On Wednesday, Higher Education GAA made the announcement that there would be no third-level competitions during the current academic year.
Kilbrittain man Wall is in charge of the Mary Immaculate College hurling team and led the Limerick institution to the 2017 Fitzgibbon Cup title as well as a final appearance against UCC in 2019. A third-year law and accounting student in UL, he is currently on work placement with legal firm Ronan Daly Jermyn in Cork and accepts that there are bigger issues in the world than the Fitz or Sigerson Cups.
‘Obviously, it’s very disappointing but it’s not surprising,’ he said.

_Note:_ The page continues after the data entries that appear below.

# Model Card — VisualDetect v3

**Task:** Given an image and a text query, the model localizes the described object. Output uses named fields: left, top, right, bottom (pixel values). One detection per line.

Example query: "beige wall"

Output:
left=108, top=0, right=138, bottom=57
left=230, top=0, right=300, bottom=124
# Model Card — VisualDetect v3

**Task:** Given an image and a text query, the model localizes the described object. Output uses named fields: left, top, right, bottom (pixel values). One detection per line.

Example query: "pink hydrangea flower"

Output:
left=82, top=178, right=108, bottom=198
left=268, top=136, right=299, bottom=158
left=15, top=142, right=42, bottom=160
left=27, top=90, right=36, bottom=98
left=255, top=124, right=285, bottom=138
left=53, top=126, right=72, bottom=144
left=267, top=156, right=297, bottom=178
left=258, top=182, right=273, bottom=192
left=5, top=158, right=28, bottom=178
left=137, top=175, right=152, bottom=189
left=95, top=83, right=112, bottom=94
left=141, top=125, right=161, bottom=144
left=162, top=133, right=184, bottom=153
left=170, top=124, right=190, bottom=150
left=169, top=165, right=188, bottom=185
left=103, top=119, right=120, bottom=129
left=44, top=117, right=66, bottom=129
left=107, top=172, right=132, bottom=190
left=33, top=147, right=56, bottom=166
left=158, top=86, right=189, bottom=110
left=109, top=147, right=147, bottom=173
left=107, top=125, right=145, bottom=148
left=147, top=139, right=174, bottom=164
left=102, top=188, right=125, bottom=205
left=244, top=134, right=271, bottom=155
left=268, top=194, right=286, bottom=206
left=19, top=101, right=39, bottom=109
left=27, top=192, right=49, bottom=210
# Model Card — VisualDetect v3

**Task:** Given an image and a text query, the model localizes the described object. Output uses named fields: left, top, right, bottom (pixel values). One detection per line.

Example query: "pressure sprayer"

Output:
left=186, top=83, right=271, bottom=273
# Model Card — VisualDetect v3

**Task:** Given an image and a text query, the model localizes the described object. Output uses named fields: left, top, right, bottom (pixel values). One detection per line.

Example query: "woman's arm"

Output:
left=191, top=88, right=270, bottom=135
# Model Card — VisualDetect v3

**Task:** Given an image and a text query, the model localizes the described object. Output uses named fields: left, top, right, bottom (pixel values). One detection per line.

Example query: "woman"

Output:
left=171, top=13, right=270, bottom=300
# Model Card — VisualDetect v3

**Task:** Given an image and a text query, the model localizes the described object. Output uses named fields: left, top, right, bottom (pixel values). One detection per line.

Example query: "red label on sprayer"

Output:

‘Realistically, with numbers the way they are, you couldn’t stand over bringing guys from all over the country into one camp and then sending them back out around the country. Of all the competitions in the GAA, it’s unfortunately the least suited to surviving in the current climate. I have no complaints – we all have to make sacrifices and this is no different. Right now, the numbers are so high that it’s not safe to run any competitions. Sport in general is, rightly, down the pecking order.
‘While they are important competitions going forward, what’s more important right now is people’s health. Please God, we’ll be back in October either with league or some other creative solution.
‘We’ll keep the fingers crossed and keep the good side out and hope that things are back closer to normal in the next academic year.’
As well as Mary I, Wall is in charge of the Kilbrittain intermediate hurling team. Last year, they reached the semi-finals of the county lower intermediate championship but, right now – with club action slated for late summer, after the inter-county season – things are quiet.
‘From any sort of club perspective, the most important thing at the moment is the lads’, and their families’, health,’ he says. ‘In Kilbrittain and a lot of parishes, there have been outbreaks and, no more than anyone else, our panel has beenaffected to varying degrees.
‘The most important thing is that they’re healthy. We don’t know enough about the virus in terms of how it affects people. We’ve seen Premier League players take time to get back up to speed so when you have amateur players, it’s something you have to be wary of.
‘We’re obviously not doing anything collectively but we have a very good strength and conditioning coach, Mikey Kearney, who has given the lads workouts they can do at home with the minimum of equipment and runs around the locality.
‘While we’re all limiting our contacts, it’s important to bear in mind that we need exercise for the physical and mental benefits. It has to be done smartly and individually for the time being, but it is important.
‘We’re in contact with the lads but it’s not as rigorous as any sort of proper training regime. Our job at the moment is providing a framework for the lads to stay fit and healthy. If you spend eight, nine or ten months talking to the lads about winning a first-round game, it wears thin very quickly!’